Arthur Haroutiunian : loin d’Erevan

Quand il vous parle, Arthur cherche ses mots. Non qu’il ne maîtrise pas la langue française ou qu’il veuille cacher son accent qui a voyagé avec lui depuis Erevan…

C’est simplement une certaine exigence et une volonté d’éviter tout malentendu qui motive une énonciation lente et réfléchie.

 

Chaque mot est pesé, évalué. Et viendra même le moment où votre interlocuteur vous demandera de préciser votre question pour trouver la réponse adéquate. Cet ancien infographiste du Bon Plan parle doucement en termes choisis, avec cette réserve et cette discrétion qui appartiennent à ceux qui ont eu une vie dense et qui ne confondent pas discuter pour échanger et bavarder pour perdre son temps.

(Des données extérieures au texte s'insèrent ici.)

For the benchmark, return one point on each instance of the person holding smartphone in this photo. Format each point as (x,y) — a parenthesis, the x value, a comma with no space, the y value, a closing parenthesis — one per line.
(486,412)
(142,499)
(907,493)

De rencontres et de chance

Sa nonchalance cache un attachement et une ténacité qui l’ont fait venir jusqu’à Grenoble avec femme et enfants, presque en terre inconnue. Où il a fallu faire ses preuves, montrer sa détermination. Un pari qui a payé puisque, après Le Bon Blan et une année de chômage, il a trouvé un emploi chez Caterpillar, d’abord comme monteur-mécanicien, puis au service contrôle qualité. Il semble étonné par son parcours, parle de chance, de rencontres : « Malgré un accent plus fort que maintenant, ma candidature a été acceptée … » Il est le premier étonné et même fier de son propre culot en retraçant le chemin parcouru.

arthur haroutiunian

Simple comme parev

De son arrivée au Bon Plan en 2004, qui a lieu un an après son arrivée en France, il garde un souvenir amusé, se plaisant à être minimaliste : « J’ai vu une annonce à l’ANPE. J’ai été reçu. J’ai été pris… » Simple comme « parev » (bonjour en arménien) !
C’est en insistant un peu que l’on connaîtra sa motivation pour faire partie de l’aventure si particulière de notre chantier d’insertion : « J’étais metteur en page en Arménie. Je cherchais un poste d’infographiste ici. Il fallait que je “garde la forme”, c’est-à-dire que je continue à travailler sur des logiciels actualisés de mise en pages ; bref, que je ne perde pas la main. Travailler dans cette structure m’a permis cela et m’a donné l’occasion de découvrir l’univers Mac, car jusqu’à présent je ne connaissais que les outils sous Windows. ». Et le travail en équipe ? « Je ne parlais pas forcément bien français. J’ai eu la chance que les gens cherchent à comprendre ce que je disais, à me corriger… Si quelqu’un me corrige je dis merci. Ici, on m’a appris la compréhension

phrase ahUn vocabulaire qui s’étoffe, une assurance qui se densifie pour apprendre davantage. « J’ai appris la culture du travail à la française. Cela m’a appris à savoir faire une présentation de mes résultats… Avec mon accent, ce n’est pas toujours évident. » Son accent, son accent ? Qu’est-ce qu’il a son accent ? Il est presque un CV ambulant, une lettre de motivation, preuve d’une origine, d’un vécu, garant d’une volonté sans faille et d’un goût de se perfectionner, de se former. Il constitue la meilleure carte de visite de celui qui n’aime pas perdre son temps. Arthur sourit de son itinéraire, prenant soin de ne pas raconter les moments difficiles, comme si la difficulté ne faisait pas partie de son vocabulaire. Il convient d’un regret : que son emploi au Bon Plan lui ait fait oublier la durée limitée de son contrat, si bien qu’il n’a pas pensé assez tôt à chercher un autre travail. Une année de chômage entre Le Bon Plan et Caterpillar : il s’en veut presque de ce temps perdu. Mais même cette période de chômage a des allures de formation continue. Sa vie, il se plaît à la construire, patiemment, silencieusement concentré.